The department under Catherine Martin’s supervision awarded a severance payment of €219,000 to a senior civil servant

Katherine Licken, former Secretary-General of the Department of Tourism, Culture, Arts, Gaeltacht, Sport and Media, helmed by Catherine Martin, Minister for Media, was given a departure package totalling nearly €220,000 earlier this year. This payout, as confirmed by departmental reports, mirrors her contractual obligations and adheres to the protocols set by the government.

In recent times, the functioning of Ms Martin’s office has been questioned, especially over payments made to high-level staff in the public broadcasting house, RTÉ. Last month, Ms Martin’s office communicated to the Oireachtas Committee on Media, stating it would be unfit for Licken to address a hearing post retirement, involving the case of Siún Ní Raghallaigh’s stepping down as RTÉ’s chair.

Much to the dissatisfaction of many, the matter of launching a new financing model for RTÉ has not received much political priority. The committee’s aim was to delve deeper into an alleged telephonic conversation from October last year. Ní Raghallaigh insists that she informed Licken that the RTÉ board had agreed on a departure deal for the ex Chief Financial Officer, Richard Collins, a conversation which Licken has no memory of.

This week’s parliamentary discussions held by MPs Catherine Murphy, Alan Kelly, and Carol Nolan about departmental figures revealed that an individual from Martin’s department had received a separation payment of €219,240 this year. The department’s spokesperson clarified the amount cited to the MPs was as a “secretary general severance payment”, conforming to the retirement conditions of new secretary general roles since October 2011, set out by the Top Level Appointments Committee (TLAC).

Sources in the government have verified that Licken indeed was the recipient of the golden handshake. After a seven-year tenure as Secretary General, Licken had resigned earlier this year. The remuneration policy for Secretary Generals in government departments was reviewed and modified in 2011 by Brendan Howlin, the then Minister for Public Expenditure, due to uproars over generous pension packages for senior Civil Servants.

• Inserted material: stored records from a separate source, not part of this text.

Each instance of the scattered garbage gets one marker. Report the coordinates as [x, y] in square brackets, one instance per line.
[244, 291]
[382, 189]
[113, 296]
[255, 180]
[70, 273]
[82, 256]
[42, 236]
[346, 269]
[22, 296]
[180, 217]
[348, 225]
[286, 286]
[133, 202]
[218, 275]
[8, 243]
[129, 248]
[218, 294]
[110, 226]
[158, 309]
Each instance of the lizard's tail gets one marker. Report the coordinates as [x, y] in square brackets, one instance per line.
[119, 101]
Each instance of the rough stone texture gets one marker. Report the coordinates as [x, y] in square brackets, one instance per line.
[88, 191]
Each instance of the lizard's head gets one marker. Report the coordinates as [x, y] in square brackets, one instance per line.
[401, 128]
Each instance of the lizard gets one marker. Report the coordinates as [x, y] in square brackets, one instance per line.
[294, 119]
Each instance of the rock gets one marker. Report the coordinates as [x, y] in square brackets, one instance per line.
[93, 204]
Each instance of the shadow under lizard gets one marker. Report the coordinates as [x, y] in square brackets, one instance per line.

Under the reform measures, those who assumed the role of secretary general following November 2011 were not entitled to additional pension years upon the completion of their seven-year tenure. Pensions were to be disbursed only when the relevant individual had attained the prescribed retirement age.

In circumstances where a secretary general was appointed internally from the Civil Service and hadn’t completed a full 40 years of service eligible for pension by the end of their tenure, the Government intended to propose an alternative role.

The 2011 regulations stated that unless the concerned individual hadn’t reached the statutory pension age or hadn’t been suggested an alternate post, no severance payments would be made. In instances where neither of these conditions were met, severance pay equivalent to one year’s salary would be granted. Nonetheless, if an alternate posting was declined, no severance payment would be given.